Question

This article gives a good overview on why structured exception handling is bad. Is there a way to get the robustness of stopping your server from crashing, while getting past the problems mentioned in the article?

I have a server software that runs about 400 connected users concurrently. But if there is a crash all 400 users are affected. We added structured exception handling and enjoyed the results for a while, but eventually had to remove it because of some crashes causing the whole server to hang (which is worse than just having it crash and restart itself).

So we have this:

  • With SEH: only 1 user of the 400 get a problem for most crashes
  • Without SEH: If any user gets a crash, all 400 are affected.
  • But sometimes with SEH: Server hangs, all 400 are affected and future users that try to connect.
Was it helpful?

Solution

Break your program up into worker processes and a single server process. The server process will handle initial requests and then hand them off the the worker processes. If a worker process crashes, only the users on that worker are affected. Don't use SEH for general exception handling - as you have found out, it can and will leave you wide open to deadlocks, and you can still crash anyway.

OTHER TIPS

Using SEH because your program crashes randomly is a bad idea. It's not magic pixie dust that you can sprinkle on your program to make it stop crashing. Tracking down and fixing the bugs that cause the crashes is the right solution.

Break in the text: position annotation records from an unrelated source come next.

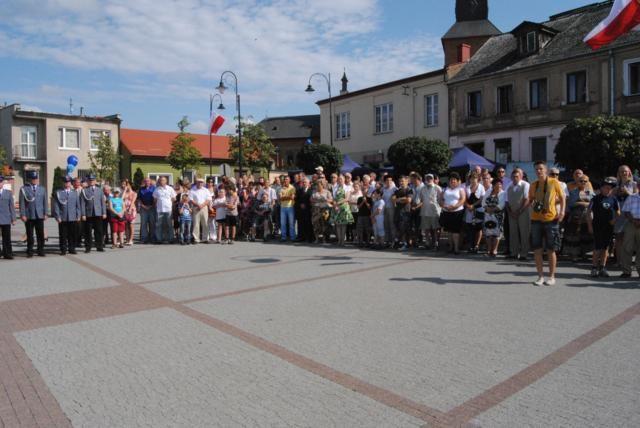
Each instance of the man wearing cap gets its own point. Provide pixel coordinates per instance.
(33, 211)
(7, 219)
(200, 199)
(93, 208)
(66, 210)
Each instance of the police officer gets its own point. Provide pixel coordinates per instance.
(66, 211)
(93, 210)
(33, 211)
(7, 219)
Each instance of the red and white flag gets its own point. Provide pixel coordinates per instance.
(215, 123)
(624, 17)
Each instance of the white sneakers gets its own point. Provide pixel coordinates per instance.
(541, 281)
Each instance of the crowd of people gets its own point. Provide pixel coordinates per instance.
(474, 213)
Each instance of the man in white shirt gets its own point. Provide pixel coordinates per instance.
(164, 196)
(200, 199)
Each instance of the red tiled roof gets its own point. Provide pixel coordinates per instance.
(158, 143)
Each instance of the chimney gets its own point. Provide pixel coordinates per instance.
(344, 80)
(464, 52)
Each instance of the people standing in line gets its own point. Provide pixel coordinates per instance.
(287, 198)
(164, 196)
(604, 210)
(493, 204)
(7, 219)
(67, 212)
(33, 201)
(519, 213)
(147, 212)
(452, 202)
(129, 197)
(93, 207)
(185, 209)
(117, 220)
(547, 199)
(200, 199)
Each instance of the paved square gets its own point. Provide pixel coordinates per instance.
(281, 335)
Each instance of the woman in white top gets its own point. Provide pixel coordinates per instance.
(473, 213)
(493, 204)
(452, 201)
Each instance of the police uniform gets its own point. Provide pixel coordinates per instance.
(33, 203)
(66, 211)
(7, 219)
(93, 208)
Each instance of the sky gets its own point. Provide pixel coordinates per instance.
(155, 61)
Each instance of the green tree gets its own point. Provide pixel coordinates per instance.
(419, 154)
(138, 178)
(314, 155)
(599, 145)
(58, 179)
(257, 149)
(105, 161)
(184, 155)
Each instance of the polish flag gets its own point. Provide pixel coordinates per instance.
(624, 17)
(215, 123)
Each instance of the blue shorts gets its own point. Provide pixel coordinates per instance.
(545, 235)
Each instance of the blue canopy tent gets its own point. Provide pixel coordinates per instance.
(348, 164)
(465, 158)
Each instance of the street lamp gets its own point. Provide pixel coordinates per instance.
(221, 88)
(212, 97)
(311, 90)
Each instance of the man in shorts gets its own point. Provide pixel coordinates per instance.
(548, 202)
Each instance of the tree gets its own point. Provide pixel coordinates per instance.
(58, 179)
(257, 149)
(419, 154)
(105, 161)
(599, 145)
(314, 155)
(138, 178)
(184, 155)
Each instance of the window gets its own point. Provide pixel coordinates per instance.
(503, 150)
(384, 118)
(28, 142)
(343, 125)
(538, 94)
(431, 110)
(69, 138)
(577, 87)
(505, 99)
(156, 175)
(474, 104)
(95, 137)
(631, 74)
(539, 149)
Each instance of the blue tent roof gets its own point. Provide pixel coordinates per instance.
(348, 164)
(464, 157)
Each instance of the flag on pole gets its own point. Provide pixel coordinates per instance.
(215, 123)
(624, 17)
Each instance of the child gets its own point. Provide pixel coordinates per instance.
(184, 211)
(603, 212)
(220, 205)
(116, 208)
(263, 214)
(377, 218)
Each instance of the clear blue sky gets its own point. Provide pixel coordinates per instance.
(153, 62)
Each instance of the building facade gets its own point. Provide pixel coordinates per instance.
(511, 101)
(148, 150)
(43, 141)
(366, 122)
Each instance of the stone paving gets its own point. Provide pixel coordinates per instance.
(254, 335)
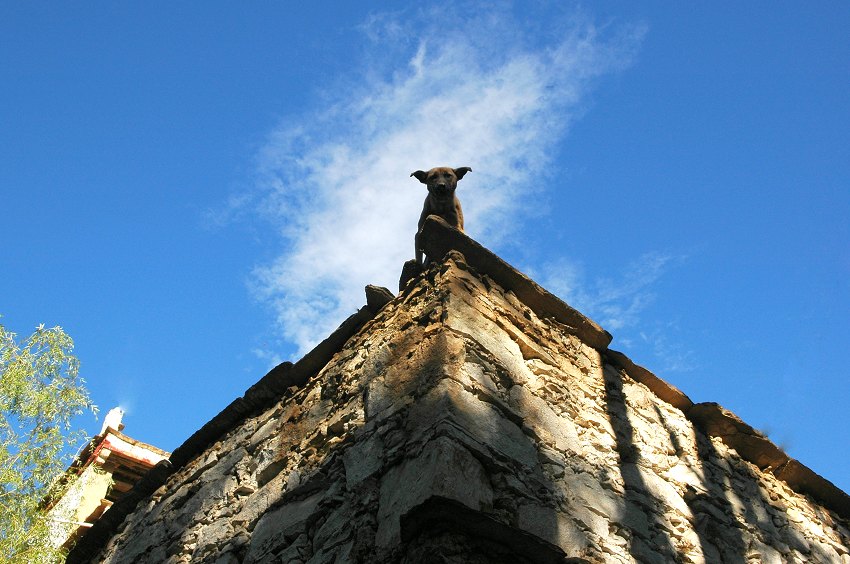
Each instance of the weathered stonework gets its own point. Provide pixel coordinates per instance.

Using SEH when you really need to handle a structured exception is fine. Larry Osterman made a followup post explaining what situations require SEH: memory mapped files, RPC, and security boundary transitions.

Fix the bugs in your program ? ;)

Personally I'd keep the SEH handlers in, have them dump out a call stack of where the access violation or whatever happened and fix the problems. The 'sometimes the server hangs' problem is probably due to deadlocks caused by the thread that had the SEH exception keeping something locked and so is unlikely to be related to the fact that you're using SEH itself.